OLG Schleswig – Beratungspflicht bei erfahrenen Anlegern eingeschränkt

Donnerstag den 31.01.2013

OLG Schleswig – Az. 5 U 70/11

Bei erfahrenen Anlegern ist die Beratungspflicht eingeschränkt

Immer wieder kommt es zu Problemen und rechtlichen Streitigkeiten bezüglich der Beratungspflicht von Anlegern durch Banken, Anlageberatungsgesellschaften und ähnliche Dienstleister. Grundsätzlich handelt es sich dabei um ein zweischneidiges Schwert: Einerseits möchten die Anleger nicht durch ihre Bank oder eine Kapitalanlagegesellschaft bevormundet werden und möglichst häufig eigenständige Entscheidung treffen, andererseits wird die Schuld bei Verlusten durch ungünstige Kapitalanlagen in der Regel direkt auf den betreffenden Dienstleister geschoben, beziehungsweise es wird versucht, eine entsprechenden Schadenersatz von diesem einzufordern.

Aus rechtlicher Sicht ist dieses Thema ebenfalls sehr schwierig zu bewerten.
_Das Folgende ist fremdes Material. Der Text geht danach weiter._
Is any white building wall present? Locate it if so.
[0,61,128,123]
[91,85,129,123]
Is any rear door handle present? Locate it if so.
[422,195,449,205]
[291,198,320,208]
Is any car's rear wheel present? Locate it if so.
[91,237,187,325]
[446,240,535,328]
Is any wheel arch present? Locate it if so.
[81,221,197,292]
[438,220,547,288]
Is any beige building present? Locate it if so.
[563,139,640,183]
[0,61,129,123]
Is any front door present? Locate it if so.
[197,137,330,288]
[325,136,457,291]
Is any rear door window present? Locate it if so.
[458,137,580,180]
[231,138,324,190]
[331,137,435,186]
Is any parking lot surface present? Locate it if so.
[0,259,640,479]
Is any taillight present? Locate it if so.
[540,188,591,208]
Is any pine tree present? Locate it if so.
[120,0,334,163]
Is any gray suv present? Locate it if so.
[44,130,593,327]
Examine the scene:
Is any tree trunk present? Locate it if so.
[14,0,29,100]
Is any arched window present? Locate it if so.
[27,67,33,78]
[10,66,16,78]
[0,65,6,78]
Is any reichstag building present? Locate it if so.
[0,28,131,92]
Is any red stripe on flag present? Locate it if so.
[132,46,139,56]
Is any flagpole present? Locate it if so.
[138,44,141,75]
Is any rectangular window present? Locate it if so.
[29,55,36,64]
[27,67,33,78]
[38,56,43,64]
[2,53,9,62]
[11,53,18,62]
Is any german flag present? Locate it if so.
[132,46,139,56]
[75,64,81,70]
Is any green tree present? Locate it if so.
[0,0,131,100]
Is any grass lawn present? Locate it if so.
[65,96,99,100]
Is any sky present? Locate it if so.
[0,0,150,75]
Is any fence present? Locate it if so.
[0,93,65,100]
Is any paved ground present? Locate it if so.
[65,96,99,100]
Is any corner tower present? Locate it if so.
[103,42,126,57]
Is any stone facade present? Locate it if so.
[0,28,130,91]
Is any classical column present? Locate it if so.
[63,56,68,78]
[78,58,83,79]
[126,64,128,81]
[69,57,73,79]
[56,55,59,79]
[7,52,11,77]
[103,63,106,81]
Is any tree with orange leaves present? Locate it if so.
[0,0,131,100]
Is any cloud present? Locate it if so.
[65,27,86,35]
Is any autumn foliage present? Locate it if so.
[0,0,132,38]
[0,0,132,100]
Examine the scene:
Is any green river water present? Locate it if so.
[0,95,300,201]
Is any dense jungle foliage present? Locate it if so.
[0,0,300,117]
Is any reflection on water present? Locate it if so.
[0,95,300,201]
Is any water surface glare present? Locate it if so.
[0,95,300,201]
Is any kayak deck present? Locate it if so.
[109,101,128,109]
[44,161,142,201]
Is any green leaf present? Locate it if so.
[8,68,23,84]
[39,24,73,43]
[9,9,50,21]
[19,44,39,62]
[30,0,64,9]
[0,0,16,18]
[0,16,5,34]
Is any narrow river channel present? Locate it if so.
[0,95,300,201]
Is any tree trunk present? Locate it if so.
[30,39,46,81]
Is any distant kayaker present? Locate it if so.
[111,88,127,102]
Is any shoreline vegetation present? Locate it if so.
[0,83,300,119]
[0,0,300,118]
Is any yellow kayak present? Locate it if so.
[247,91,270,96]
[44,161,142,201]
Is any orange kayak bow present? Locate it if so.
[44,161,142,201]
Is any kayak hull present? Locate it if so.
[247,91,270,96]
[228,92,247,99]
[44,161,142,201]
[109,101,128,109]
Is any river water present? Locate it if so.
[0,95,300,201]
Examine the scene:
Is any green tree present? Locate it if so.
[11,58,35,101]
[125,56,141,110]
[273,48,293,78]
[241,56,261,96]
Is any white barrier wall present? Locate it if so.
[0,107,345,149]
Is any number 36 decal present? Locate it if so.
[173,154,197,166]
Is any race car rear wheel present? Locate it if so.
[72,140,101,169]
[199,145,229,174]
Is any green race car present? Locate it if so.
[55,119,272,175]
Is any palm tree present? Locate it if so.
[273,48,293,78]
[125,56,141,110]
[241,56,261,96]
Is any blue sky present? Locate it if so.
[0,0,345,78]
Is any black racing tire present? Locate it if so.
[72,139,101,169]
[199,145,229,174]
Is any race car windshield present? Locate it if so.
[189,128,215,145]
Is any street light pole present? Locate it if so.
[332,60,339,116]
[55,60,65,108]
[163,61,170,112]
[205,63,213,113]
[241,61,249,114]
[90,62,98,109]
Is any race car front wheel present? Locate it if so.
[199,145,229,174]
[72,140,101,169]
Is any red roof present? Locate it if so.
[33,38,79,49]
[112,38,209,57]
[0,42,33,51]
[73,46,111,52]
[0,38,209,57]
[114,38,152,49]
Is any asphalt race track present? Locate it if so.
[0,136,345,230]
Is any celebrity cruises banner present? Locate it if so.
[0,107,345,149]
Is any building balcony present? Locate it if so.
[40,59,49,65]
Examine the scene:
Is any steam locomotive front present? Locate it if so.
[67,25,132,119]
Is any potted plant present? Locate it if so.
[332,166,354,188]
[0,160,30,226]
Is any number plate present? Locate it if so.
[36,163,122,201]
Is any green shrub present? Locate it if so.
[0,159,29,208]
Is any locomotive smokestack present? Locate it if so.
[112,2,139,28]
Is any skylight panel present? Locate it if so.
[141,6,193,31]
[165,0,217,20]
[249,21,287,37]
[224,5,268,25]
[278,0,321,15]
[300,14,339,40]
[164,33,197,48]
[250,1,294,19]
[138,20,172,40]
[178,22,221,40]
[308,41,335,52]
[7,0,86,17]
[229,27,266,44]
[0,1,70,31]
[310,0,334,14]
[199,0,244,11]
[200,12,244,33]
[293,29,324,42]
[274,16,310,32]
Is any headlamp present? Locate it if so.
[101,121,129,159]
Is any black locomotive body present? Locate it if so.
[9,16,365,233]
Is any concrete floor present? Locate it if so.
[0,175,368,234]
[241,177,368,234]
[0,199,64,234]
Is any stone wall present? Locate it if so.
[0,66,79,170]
Der Grund: Wie weit die Beratung durch einen Anlageexperten der Bank beziehungsweise des Dienstleisters gehen muss, hängt auch davon ab, welche Erfahrung der Anleger besitzt. Allerdings ergibt sich somit die Schwierigkeit, dass der Dienstleister unmöglich von jedem seiner Kunden den genauen Kenntnisstand bezüglich Kapitalanlagen wissen und somit nutzen kann. Wie verhält es sich also konkret, wenn ein erfahrener Anleger Fehler bei seiner Kapitalanlage begeht und dadurch finanzielle Verluste erleidet. Kann er in diesem Fall sein Dienstleister für diese Verluste haftbar machen?

Ein solcher Fall wurde vor dem Oberlandesgericht Schleswig verhandelt. Hier die Details: Der Kunde einer bekannten deutschen Bank war seit mehreren Jahren im Kapitalanlagebereich aktiv, er besaß fundierte Erfahrungen im Handel mit Zertifikaten und Derivaten und konnte somit insgesamt als erfahrener Anleger bewertet werden. Nach einiger Zeit erwarb er erneut Wertpapiere im hochspekulativen Bereich, die sich allerdings so ungünstig entwickelten, dass es zu herben finanziellen Verlusten kam. Der Anleger berief sich danach auf eine mangelhafte Beratung durch seinen Anlageberater der Hausbank und verklagte diese auf Schadenersatz.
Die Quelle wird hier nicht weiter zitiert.